The great English Baptist, Charles Spurgeon, loved to allude to his second favourite book in his writing and preaching. One such allusion is found in Spurgeon’s statement below:
“There are dungeons underneath the Castle of Despair as dreary as the abodes of the lost, and some of us have been in them.”
Some of you know these dungeons well. The darkened corridors and stone cold floors are easily recognised. Within these dungeons, you move with a familiarity that could be mistaken for comfort by those less informed.
But others have made only brief visits to the upper rooms of the castle, often mistaking these for the dungeons below, and finding it tolerable to stay for a few short weeks at most. These know much less of the lower dungeons and for lack of knowing, offer little help to those who have dwelt there.
Come with me, then. I will show you these places…
The Castle of Despair
As we enter the Castle of Despair,1 we find the light quickly recedes behind us and the darkening halls narrow and twist until it is hard to keep perspective for the odd turning of them. The rooms are dark with hardly a window or light and it is easy, in these rooms, to begin to forget the world outside the castle.
The upper castle contains many rooms. There are large halls for collective introspection and small halls for mourning one’s state. There are cells—many cells—where one may stay for short periods of time. Though there are doors in all the rooms, the locks are all on the insides of the rooms. In the upper castle, people may come and go as they please.
The dungeons below
Our tour of the upper castle complete, we determine to visit the dungeons below. In order to do this, we find that we must leave the castle by the way we entered it for we learn that there are no entrances to the dungeons from the upper castle. We also learn that there are many entrances to the lower dungeons in far and disparate locations, and only those who have a place in the dungeons ever find them, or we could say are found by them, for the entrances seem to swallow them up with no choice and little warning.

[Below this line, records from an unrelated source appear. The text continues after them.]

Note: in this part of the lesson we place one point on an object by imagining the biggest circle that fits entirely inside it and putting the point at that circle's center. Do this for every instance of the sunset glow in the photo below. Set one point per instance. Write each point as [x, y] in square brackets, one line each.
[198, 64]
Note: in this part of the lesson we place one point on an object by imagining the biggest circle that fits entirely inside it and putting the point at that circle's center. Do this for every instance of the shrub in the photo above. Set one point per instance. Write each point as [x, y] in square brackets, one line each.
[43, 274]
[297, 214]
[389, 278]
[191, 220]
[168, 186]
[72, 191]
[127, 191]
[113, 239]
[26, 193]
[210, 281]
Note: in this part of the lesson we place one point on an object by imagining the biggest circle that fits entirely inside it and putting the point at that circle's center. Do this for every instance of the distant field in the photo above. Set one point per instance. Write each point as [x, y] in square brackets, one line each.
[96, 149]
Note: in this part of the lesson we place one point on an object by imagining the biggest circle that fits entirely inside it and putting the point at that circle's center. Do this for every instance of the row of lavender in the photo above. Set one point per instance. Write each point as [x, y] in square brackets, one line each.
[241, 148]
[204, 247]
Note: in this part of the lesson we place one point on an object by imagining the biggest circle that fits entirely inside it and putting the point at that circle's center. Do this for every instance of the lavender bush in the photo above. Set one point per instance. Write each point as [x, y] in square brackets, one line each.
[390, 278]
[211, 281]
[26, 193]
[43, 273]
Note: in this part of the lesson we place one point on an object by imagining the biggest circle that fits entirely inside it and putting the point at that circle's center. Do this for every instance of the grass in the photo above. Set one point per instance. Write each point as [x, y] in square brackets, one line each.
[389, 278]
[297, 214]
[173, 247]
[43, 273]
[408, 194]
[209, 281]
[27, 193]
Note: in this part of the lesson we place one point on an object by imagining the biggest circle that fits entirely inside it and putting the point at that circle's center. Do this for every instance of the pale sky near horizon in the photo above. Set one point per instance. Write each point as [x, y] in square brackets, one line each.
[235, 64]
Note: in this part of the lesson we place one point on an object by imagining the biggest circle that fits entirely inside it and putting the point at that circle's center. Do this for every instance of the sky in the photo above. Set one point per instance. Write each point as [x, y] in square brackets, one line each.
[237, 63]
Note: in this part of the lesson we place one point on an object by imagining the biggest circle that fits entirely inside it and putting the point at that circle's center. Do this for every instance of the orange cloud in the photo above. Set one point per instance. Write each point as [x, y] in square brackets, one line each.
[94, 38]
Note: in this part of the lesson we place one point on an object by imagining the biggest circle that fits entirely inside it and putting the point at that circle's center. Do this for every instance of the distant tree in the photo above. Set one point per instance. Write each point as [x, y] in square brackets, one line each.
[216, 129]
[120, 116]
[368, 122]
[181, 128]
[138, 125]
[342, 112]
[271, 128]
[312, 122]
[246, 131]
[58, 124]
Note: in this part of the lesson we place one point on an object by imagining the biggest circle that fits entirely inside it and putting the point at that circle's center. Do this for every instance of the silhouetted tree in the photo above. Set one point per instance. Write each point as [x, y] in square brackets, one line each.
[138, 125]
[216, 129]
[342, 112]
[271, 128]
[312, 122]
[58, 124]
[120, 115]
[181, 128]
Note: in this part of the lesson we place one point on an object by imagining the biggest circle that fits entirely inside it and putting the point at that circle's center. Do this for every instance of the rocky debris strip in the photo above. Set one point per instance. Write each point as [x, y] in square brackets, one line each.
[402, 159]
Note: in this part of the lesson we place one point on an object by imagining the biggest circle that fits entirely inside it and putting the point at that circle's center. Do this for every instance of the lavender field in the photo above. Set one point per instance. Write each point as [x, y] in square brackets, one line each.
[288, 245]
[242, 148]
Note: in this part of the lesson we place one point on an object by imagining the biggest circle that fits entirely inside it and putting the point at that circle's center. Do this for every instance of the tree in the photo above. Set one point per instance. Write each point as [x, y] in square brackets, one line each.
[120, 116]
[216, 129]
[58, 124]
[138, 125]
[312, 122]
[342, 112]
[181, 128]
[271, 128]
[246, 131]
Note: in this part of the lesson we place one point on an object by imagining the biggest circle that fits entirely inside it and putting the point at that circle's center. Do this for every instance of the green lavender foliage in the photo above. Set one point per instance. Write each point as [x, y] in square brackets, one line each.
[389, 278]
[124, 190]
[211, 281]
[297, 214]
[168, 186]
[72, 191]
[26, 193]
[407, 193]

As we enter the dungeon halls, we find them so dark and so chill as to make us long for the shadowed corridors of the castle above. All about the stench of death permeates the darkness and memory of the world above quickly evaporates. The halls and rooms wander and coalesce in such a twisted tangle of darkness as to render all perspective lost. In these corridors, we struggle to faintly remember the sensations of warmth and sunlight.
As we enter the dungeons themselves, we find them dank, cold voids with heavy chains and impenetrable doors. Amongst the dungeons are larger halls where tortured souls are prodded as demons scream and taunt, not content until they have driven every last vestige of hope from the souls of men.
Emerging from the darkness
As we emerge back into the light of day, our minds can only choose to believe that we have awakened from some nightmare, and so, convincing ourselves of our own well-being, we continue on our way.
We shudder to recall the blackness of that place and so we do not talk of it much. But in our hearts hides a quiet dread, for we know that at any moment we may stumble upon another entrance to that place.
1 As the avid reader of Bunyan may note, I have not restricted the allegory to the meanings in Bunyan’s original context. This, I believe, follows the precedent set by Spurgeon in the quote itself.